Impacts économiques : un lourd fardeau pour les éleveurs
Au-delà des pertes animales, la FCO représente un fardeau économique considérable pour les éleveurs. Outre la mortalité directe, la maladie entraîne des avortements, des retards de croissance et la stérilité, ce qui affecte la rentabilité des exploitations. Les restrictions de déplacement imposées par les autorités, bien que nécessaires, compliquent également la gestion des troupeaux et la commercialisation des produits d’élevage, augmentant les coûts et réduisant les marges bénéficiaires.
Les éleveurs se retrouvent ainsi confrontés à une double peine : la perte de leurs animaux et une diminution des revenus, dans un contexte où la viabilité de nombreuses exploitations est déjà fragilisée par d’autres crises agricoles. Cette situation pourrait mener à des abandons d’activités et à des difficultés accrues pour les professionnels du secteur, déjà éprouvés par des défis sanitaires et économiques répétés.

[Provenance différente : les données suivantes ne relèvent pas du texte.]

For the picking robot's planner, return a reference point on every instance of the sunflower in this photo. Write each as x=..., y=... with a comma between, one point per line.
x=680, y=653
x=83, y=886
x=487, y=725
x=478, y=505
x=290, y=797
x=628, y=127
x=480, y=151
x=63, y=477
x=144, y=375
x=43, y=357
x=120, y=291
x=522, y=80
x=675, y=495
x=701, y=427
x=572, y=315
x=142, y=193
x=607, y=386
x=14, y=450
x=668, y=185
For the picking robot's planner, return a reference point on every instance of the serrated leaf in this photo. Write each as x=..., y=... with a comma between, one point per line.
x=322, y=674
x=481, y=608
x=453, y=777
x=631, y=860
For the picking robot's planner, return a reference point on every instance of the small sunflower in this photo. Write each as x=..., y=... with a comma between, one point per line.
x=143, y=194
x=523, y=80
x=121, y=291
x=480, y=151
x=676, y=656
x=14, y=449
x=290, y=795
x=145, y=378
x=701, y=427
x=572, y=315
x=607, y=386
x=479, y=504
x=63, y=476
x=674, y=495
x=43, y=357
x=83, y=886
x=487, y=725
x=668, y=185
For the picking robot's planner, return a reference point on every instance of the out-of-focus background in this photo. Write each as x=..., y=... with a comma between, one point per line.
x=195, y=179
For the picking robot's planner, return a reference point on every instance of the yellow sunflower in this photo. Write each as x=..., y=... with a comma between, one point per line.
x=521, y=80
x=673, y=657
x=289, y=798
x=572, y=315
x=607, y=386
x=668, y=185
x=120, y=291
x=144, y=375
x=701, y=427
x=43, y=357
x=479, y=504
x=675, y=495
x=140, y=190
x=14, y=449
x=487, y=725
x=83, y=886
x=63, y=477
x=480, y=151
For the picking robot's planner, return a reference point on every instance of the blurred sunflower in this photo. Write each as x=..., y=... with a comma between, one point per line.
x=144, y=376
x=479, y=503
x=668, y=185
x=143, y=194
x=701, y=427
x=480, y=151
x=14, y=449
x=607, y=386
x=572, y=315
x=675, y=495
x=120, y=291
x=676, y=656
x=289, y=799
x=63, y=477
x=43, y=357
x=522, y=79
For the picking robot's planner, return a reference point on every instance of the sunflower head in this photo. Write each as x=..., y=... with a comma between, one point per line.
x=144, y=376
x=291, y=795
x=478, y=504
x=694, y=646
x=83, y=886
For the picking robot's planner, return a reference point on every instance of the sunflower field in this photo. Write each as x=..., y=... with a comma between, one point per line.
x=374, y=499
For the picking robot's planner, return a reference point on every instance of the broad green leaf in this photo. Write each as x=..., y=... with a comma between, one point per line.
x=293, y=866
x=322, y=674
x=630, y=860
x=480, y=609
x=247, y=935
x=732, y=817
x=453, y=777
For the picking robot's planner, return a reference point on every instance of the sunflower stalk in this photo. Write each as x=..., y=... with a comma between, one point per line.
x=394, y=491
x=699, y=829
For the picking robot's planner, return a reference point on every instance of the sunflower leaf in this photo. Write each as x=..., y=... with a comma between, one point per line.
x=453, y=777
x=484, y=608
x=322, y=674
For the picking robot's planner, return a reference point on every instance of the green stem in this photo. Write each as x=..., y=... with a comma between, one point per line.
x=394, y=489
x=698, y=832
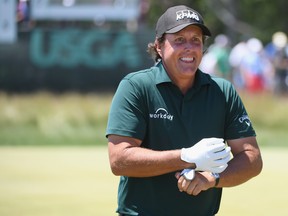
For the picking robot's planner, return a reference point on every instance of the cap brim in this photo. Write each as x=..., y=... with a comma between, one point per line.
x=205, y=30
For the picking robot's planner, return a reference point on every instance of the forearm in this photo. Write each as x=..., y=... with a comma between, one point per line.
x=241, y=168
x=141, y=162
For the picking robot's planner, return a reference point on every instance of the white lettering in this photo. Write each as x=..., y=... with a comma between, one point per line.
x=161, y=113
x=186, y=14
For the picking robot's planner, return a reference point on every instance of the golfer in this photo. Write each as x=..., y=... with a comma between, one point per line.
x=177, y=136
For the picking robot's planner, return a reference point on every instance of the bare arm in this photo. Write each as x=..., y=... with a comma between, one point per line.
x=246, y=164
x=128, y=158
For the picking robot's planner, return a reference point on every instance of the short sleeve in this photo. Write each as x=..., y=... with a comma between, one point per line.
x=238, y=124
x=126, y=116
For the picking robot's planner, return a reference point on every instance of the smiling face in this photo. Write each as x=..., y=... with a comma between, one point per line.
x=181, y=54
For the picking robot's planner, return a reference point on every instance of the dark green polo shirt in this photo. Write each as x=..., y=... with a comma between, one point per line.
x=149, y=107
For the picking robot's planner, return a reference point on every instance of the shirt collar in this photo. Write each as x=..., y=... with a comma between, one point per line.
x=162, y=77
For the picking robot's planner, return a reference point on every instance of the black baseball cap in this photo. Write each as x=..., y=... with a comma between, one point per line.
x=178, y=17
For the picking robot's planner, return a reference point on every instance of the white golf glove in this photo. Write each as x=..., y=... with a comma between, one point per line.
x=209, y=154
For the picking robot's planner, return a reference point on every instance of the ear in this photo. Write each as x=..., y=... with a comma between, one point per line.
x=158, y=48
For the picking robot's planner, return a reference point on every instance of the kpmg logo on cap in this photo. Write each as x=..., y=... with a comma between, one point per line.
x=180, y=15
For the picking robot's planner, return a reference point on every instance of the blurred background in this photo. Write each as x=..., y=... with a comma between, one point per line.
x=60, y=63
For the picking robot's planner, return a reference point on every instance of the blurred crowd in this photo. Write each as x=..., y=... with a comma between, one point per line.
x=250, y=64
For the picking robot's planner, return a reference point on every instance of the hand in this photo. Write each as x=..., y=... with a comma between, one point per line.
x=209, y=154
x=202, y=181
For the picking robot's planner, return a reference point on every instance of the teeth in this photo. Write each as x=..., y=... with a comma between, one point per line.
x=187, y=59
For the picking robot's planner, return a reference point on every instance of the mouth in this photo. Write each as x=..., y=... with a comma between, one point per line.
x=187, y=60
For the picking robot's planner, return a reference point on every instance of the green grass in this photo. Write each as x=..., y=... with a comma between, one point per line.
x=77, y=181
x=75, y=119
x=46, y=119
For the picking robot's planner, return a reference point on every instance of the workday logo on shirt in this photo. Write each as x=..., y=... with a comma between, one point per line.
x=245, y=119
x=161, y=113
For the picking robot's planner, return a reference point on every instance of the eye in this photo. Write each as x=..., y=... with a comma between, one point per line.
x=179, y=40
x=197, y=39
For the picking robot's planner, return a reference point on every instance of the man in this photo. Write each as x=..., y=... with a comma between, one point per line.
x=166, y=125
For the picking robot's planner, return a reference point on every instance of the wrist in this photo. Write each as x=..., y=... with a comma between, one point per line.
x=216, y=177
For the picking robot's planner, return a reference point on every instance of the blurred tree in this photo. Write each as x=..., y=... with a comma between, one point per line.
x=238, y=19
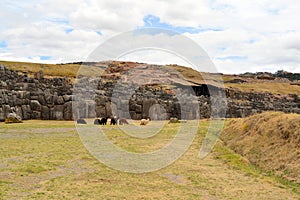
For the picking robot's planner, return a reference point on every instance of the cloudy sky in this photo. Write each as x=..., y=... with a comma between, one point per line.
x=238, y=36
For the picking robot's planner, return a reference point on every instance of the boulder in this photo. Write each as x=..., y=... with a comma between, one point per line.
x=13, y=118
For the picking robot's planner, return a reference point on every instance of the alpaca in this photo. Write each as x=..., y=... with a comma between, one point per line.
x=144, y=121
x=97, y=121
x=81, y=121
x=103, y=121
x=123, y=121
x=113, y=121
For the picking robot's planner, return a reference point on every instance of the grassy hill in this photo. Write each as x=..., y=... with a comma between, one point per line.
x=270, y=140
x=247, y=83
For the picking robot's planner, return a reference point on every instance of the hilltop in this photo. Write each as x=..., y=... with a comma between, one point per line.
x=280, y=82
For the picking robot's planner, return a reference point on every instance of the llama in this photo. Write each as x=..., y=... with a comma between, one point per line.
x=81, y=121
x=123, y=121
x=144, y=121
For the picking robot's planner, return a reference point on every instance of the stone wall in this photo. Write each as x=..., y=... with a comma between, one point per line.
x=34, y=98
x=51, y=99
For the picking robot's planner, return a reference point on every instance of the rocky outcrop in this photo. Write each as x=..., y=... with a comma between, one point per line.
x=13, y=118
x=34, y=97
x=51, y=99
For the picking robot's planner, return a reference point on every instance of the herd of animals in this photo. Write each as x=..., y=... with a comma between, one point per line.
x=123, y=121
x=112, y=121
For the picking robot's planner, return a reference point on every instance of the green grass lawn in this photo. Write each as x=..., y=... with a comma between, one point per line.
x=47, y=160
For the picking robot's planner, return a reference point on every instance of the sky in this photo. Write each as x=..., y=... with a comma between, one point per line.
x=238, y=36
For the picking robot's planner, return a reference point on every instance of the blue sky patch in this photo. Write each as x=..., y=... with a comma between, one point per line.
x=45, y=57
x=151, y=21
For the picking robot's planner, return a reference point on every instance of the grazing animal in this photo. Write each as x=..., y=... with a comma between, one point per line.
x=174, y=120
x=113, y=121
x=81, y=121
x=123, y=121
x=103, y=121
x=97, y=121
x=144, y=121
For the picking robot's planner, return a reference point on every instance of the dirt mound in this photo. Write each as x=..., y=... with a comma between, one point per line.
x=270, y=140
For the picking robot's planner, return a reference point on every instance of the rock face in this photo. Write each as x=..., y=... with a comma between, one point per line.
x=34, y=98
x=51, y=99
x=13, y=118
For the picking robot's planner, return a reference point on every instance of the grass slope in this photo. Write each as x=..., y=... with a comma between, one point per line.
x=70, y=71
x=46, y=160
x=270, y=140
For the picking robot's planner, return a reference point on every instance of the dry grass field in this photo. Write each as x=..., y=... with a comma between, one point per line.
x=47, y=160
x=71, y=70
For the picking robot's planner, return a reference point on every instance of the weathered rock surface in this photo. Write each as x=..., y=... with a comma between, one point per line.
x=13, y=118
x=51, y=99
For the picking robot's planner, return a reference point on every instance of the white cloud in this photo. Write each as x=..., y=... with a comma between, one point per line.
x=265, y=33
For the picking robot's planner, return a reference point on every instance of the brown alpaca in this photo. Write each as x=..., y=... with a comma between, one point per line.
x=144, y=121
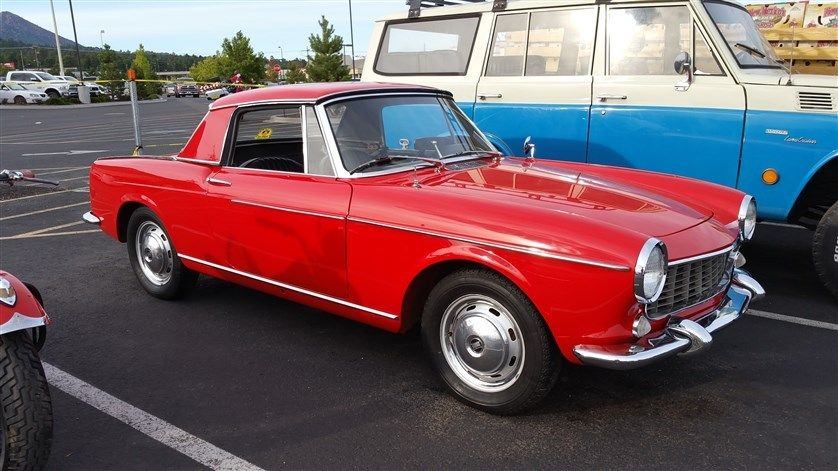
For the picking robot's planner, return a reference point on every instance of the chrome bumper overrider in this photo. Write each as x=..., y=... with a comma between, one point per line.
x=90, y=218
x=681, y=336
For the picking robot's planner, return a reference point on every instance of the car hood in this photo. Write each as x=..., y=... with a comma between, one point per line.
x=552, y=189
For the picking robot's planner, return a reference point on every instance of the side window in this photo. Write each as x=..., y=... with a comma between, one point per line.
x=705, y=62
x=269, y=139
x=561, y=42
x=509, y=46
x=645, y=41
x=317, y=156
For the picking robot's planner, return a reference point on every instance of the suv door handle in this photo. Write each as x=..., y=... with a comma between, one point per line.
x=606, y=96
x=217, y=182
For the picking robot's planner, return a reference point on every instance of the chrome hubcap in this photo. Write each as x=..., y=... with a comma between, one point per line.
x=154, y=253
x=482, y=343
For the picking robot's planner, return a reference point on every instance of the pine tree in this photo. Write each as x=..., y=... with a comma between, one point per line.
x=327, y=63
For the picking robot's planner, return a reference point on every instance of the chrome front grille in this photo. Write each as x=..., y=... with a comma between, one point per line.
x=690, y=283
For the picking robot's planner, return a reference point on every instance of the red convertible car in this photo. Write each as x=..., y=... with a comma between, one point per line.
x=385, y=204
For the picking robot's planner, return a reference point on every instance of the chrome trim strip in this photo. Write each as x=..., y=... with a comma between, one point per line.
x=699, y=257
x=289, y=210
x=513, y=248
x=297, y=289
x=91, y=218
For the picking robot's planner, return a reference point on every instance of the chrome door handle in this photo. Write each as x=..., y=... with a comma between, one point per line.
x=217, y=182
x=606, y=96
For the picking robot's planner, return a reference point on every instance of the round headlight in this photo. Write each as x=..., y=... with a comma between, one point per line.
x=7, y=292
x=747, y=217
x=650, y=271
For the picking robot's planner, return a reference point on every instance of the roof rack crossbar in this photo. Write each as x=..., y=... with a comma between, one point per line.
x=417, y=5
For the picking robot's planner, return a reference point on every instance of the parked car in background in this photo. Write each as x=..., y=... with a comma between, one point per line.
x=385, y=204
x=187, y=89
x=18, y=94
x=41, y=81
x=689, y=87
x=95, y=89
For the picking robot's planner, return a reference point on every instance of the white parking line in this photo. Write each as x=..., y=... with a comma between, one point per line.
x=793, y=320
x=6, y=218
x=175, y=438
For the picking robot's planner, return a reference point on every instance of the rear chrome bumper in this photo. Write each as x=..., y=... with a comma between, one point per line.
x=682, y=336
x=91, y=218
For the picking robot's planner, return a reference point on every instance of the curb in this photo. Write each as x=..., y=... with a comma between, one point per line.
x=75, y=107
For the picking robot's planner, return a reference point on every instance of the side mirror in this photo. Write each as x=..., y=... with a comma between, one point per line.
x=683, y=65
x=529, y=148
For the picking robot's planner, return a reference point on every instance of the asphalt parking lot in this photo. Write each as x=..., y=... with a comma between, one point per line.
x=279, y=385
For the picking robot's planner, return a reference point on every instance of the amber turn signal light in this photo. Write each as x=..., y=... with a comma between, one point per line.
x=770, y=176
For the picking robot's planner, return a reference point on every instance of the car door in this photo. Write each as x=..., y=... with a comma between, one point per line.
x=645, y=115
x=537, y=81
x=280, y=210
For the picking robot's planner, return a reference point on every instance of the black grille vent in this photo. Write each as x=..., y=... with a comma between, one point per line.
x=690, y=283
x=816, y=101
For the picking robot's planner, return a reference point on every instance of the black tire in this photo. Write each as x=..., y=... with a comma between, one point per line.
x=178, y=279
x=539, y=371
x=825, y=249
x=26, y=404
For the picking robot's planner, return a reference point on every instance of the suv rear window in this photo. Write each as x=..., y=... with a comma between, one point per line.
x=427, y=47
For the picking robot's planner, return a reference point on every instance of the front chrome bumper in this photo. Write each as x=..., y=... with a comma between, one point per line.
x=681, y=336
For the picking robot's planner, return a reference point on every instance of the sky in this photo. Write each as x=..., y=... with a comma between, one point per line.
x=198, y=26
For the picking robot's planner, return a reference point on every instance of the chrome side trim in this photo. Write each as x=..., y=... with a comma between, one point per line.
x=91, y=218
x=289, y=210
x=297, y=289
x=699, y=257
x=513, y=248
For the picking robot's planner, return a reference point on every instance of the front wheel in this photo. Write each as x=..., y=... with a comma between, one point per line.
x=488, y=342
x=26, y=405
x=825, y=249
x=154, y=258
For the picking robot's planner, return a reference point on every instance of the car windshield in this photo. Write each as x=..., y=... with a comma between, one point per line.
x=741, y=34
x=379, y=133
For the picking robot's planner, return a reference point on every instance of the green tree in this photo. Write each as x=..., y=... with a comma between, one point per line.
x=110, y=72
x=237, y=54
x=207, y=70
x=327, y=63
x=142, y=66
x=296, y=75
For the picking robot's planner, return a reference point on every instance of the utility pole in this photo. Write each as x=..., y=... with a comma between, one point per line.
x=84, y=92
x=57, y=42
x=352, y=38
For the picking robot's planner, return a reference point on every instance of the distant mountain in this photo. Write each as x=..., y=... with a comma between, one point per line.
x=15, y=28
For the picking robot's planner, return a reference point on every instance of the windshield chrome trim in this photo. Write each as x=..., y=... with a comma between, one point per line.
x=296, y=289
x=497, y=245
x=331, y=143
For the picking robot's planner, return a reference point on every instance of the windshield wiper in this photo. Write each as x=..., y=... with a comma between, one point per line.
x=752, y=50
x=388, y=158
x=471, y=152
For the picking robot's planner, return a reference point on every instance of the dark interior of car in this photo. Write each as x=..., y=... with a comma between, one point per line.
x=283, y=155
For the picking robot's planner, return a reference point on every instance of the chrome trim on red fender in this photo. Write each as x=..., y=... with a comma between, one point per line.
x=297, y=289
x=513, y=248
x=289, y=210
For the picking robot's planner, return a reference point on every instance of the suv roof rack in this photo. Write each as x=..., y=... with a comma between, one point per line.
x=417, y=5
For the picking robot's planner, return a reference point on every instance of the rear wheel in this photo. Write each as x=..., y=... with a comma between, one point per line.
x=488, y=342
x=825, y=249
x=26, y=405
x=154, y=258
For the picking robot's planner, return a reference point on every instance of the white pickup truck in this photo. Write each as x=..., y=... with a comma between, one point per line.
x=41, y=81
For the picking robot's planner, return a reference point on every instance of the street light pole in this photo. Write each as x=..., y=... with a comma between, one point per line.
x=57, y=43
x=352, y=38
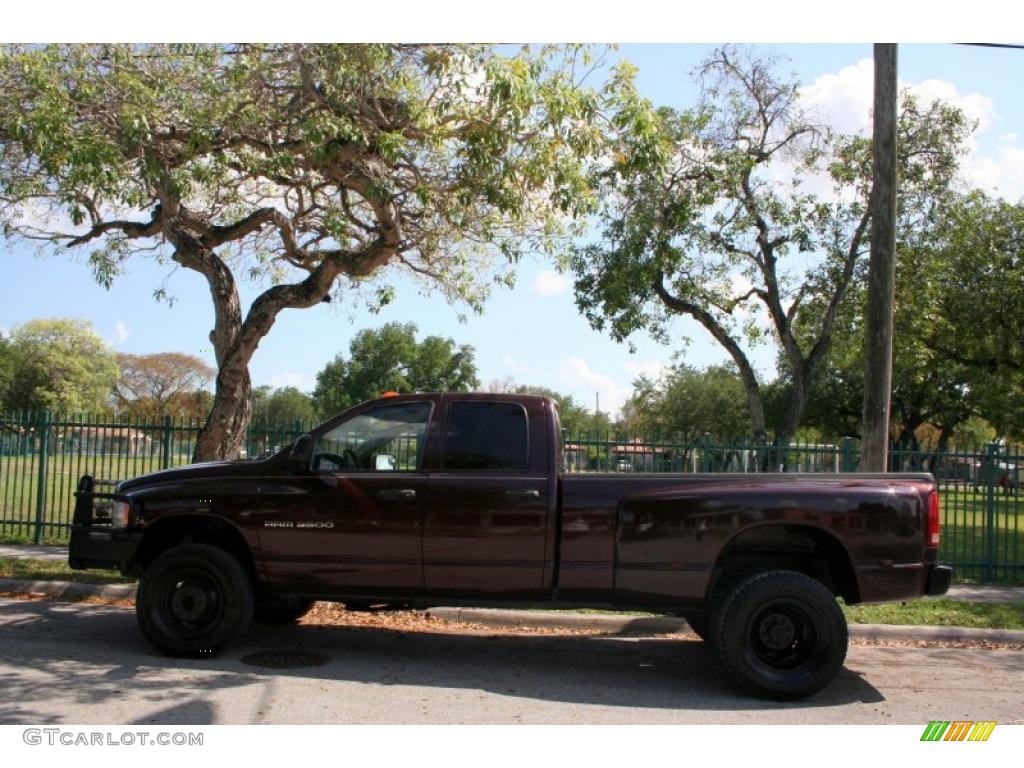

Vers une zootopie ? Les risques à venir
La propagation du sérotype 3 de la FCO en France pourrait annoncer une nouvelle zootopie, une épidémie animale de grande ampleur. Les autorités surveillent de près l’évolution de la situation, notamment à la frontière belge, où le virus continue de se propager à un rythme alarmant. En Belgique, le nombre de foyers a récemment explosé, atteignant 308 cas confirmés, ce qui laisse craindre une progression similaire en France.
La prévention reste le principal rempart contre une telle épidémie. Les mesures de désinsectisation des fermes, la quarantaine des exploitations touchées et la vaccination massive sont autant de stratégies mises en place pour endiguer la propagation du virus. Cependant, l’efficacité de ces mesures dépendra largement de la rapidité et de la coordination des actions à l’échelle nationale et internationale.